Protection from Ultraviolet Damage and Photocarcinogenesis by Vitamin D Compounds

Vitamin D is primarily produced by a photochemical reaction in skin, using the energy of ultraviolet B radiation. Ultraviolet radiation in sunlight is also responsible for several types of DNA damage, immunosuppression and photoaging. A number of adaptive responses are known to occur in skin to increasing UV exposure, including increased pigmentation, increased thickness of the cornified layer of skin and upregulation of DNA repair pathways. In addition to these known responses, there is now sufficient evidence to suggest that the local vitamin D system in skin, which includes local production of the active hormone, 1,25 dihydroxyvitamin D, together with metabolites of over-irradiation products, and vitamin D receptor(s), also provide an adaptive response to UV. The vitamin D system in skin reduces DNA damage, inflammation and photocarcinogenesis. Because vitamin D is made in skin, sun damage is less than it would be otherwise.

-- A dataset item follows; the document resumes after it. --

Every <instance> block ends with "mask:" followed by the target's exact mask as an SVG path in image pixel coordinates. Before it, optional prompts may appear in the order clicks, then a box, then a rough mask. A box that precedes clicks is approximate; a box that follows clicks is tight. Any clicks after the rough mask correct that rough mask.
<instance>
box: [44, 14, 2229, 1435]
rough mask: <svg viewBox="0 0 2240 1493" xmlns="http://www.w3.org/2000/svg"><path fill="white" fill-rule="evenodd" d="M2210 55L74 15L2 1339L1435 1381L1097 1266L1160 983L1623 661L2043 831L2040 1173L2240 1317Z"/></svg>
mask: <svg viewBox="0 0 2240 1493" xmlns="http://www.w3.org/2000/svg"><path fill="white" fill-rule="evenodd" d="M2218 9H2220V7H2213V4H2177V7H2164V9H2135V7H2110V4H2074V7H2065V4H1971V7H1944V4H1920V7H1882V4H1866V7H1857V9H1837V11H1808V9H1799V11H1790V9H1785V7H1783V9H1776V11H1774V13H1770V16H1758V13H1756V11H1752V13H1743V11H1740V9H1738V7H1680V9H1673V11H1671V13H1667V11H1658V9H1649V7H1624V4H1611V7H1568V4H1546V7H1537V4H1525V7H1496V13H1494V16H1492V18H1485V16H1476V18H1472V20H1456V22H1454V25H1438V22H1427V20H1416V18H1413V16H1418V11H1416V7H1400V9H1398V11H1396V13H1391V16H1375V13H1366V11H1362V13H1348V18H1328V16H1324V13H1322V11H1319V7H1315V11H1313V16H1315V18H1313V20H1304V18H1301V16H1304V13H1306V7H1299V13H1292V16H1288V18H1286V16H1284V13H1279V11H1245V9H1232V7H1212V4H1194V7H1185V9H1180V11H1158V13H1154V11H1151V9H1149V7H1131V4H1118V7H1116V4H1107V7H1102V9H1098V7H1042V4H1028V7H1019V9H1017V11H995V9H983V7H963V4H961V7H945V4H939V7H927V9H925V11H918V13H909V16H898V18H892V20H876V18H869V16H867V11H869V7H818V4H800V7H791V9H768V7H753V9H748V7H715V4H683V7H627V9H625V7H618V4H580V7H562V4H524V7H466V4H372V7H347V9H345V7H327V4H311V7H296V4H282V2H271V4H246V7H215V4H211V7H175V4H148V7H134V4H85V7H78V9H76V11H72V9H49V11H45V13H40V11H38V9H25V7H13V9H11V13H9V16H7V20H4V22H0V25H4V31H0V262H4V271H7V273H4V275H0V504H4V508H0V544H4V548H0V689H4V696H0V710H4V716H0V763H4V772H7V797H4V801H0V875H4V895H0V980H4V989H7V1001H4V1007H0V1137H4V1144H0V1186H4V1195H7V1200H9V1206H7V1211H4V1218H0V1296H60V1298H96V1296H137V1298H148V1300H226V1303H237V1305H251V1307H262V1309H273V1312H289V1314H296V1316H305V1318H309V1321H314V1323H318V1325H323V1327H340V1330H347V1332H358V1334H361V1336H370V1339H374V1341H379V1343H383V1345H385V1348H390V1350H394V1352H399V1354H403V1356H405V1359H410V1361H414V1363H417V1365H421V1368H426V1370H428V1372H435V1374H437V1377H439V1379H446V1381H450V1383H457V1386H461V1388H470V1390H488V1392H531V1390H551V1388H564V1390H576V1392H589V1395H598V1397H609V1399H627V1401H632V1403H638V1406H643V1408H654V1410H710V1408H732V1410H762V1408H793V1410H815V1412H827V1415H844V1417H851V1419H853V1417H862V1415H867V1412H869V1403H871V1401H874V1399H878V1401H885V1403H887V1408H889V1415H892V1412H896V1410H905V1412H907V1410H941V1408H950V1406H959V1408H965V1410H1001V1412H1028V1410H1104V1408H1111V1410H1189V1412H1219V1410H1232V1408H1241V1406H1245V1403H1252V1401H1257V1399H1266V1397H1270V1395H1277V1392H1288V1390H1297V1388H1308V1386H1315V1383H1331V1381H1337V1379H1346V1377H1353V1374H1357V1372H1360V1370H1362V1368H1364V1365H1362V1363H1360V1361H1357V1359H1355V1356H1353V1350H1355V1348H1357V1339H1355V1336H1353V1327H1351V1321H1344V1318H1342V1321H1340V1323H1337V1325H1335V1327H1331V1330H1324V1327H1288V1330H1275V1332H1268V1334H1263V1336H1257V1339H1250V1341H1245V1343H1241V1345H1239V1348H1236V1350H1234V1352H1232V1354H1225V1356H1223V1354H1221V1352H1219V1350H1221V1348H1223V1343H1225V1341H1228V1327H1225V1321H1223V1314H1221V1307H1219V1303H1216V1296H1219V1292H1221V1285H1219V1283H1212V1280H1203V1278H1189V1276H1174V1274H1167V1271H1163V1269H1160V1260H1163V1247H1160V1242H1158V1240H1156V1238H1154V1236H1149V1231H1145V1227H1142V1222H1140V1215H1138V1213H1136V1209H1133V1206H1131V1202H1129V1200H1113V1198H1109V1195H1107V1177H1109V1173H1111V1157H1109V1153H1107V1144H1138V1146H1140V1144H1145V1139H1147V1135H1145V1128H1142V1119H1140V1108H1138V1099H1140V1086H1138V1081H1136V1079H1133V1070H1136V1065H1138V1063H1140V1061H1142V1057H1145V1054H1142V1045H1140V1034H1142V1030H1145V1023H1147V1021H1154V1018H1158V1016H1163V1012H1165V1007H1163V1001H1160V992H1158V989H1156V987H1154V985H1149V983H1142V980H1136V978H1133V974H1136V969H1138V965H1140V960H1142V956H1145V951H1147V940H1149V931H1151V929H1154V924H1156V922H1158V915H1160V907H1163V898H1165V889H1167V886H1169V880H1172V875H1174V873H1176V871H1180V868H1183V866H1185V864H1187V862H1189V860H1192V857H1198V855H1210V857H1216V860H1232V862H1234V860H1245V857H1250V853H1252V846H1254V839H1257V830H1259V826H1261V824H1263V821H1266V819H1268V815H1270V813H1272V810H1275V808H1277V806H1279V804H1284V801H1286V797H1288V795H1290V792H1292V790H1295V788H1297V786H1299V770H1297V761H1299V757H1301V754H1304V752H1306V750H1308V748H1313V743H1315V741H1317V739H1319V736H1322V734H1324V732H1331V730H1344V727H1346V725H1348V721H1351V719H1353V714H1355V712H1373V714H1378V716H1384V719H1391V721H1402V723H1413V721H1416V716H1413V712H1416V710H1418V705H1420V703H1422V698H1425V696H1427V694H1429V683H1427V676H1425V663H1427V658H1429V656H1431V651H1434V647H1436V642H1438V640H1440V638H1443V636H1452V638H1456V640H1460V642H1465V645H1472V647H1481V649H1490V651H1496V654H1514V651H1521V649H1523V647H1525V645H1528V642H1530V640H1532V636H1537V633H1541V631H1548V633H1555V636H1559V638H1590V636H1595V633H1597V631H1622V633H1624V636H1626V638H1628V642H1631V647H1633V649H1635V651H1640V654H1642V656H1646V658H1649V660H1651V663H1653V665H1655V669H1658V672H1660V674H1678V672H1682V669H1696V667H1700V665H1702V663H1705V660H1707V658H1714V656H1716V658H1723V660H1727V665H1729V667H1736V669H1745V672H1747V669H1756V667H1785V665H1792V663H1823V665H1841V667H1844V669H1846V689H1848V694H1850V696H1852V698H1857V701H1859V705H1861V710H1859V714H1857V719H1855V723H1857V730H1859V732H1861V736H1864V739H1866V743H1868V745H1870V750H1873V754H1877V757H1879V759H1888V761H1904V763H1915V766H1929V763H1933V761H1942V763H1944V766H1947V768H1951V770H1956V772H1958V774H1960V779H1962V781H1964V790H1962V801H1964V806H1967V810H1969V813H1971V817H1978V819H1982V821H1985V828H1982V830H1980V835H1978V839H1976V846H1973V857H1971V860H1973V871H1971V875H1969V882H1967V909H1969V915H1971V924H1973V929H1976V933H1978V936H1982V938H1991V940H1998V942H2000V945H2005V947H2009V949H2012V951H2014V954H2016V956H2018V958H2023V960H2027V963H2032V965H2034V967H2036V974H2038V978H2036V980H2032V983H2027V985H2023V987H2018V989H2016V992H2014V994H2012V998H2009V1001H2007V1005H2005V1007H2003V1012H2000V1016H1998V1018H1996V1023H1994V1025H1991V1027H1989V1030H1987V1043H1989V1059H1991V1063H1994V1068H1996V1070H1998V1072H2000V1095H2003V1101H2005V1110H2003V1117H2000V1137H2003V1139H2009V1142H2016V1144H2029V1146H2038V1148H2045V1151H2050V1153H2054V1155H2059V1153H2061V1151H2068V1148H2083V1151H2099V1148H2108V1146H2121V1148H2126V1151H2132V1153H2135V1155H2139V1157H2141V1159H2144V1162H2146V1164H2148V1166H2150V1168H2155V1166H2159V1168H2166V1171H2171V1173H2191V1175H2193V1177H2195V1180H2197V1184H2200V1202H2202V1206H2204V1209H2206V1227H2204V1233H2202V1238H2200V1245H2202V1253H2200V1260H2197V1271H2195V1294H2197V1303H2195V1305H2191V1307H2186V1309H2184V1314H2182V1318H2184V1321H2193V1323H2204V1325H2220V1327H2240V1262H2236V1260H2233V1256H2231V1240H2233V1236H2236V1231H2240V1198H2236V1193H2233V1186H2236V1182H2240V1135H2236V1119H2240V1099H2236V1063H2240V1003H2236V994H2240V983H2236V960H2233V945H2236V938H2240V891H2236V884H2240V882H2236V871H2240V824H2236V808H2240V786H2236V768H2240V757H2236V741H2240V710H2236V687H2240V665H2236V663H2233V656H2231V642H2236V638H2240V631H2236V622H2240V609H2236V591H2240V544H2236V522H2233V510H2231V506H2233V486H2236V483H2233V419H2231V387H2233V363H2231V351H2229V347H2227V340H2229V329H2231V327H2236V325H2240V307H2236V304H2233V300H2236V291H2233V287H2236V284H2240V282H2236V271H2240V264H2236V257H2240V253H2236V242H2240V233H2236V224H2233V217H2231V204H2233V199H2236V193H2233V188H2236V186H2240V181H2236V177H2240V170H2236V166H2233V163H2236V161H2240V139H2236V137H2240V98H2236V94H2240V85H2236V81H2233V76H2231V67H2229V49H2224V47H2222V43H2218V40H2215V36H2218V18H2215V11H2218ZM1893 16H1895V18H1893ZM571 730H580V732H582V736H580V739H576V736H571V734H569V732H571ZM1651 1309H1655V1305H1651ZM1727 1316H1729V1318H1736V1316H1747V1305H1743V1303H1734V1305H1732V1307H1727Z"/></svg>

Novel vitamin D compounds and skin cancer prevention

As skin cancer is one of the most costly health issues in many countries, particularly in Australia, the possibility that vitamin D compounds might contribute to prevention of this disease is becoming increasingly more attractive to researchers and health communities. In this article, important epidemiologic, mechanistic and experimental data supporting the chemopreventive potential of several vitamin D-related compounds are explored. Evidence of photoprotection by the active hormone, 1α,25dihydroxyvitamin D3, as well as a derivative of an over-irradiation product, lumisterol, a fluorinated analog and bufalin, a potential vitamin D-like compound, are provided. The aim of this article is to understand how vitamin D compounds contribute to UV adaptation and potentially, skin cancer prevention.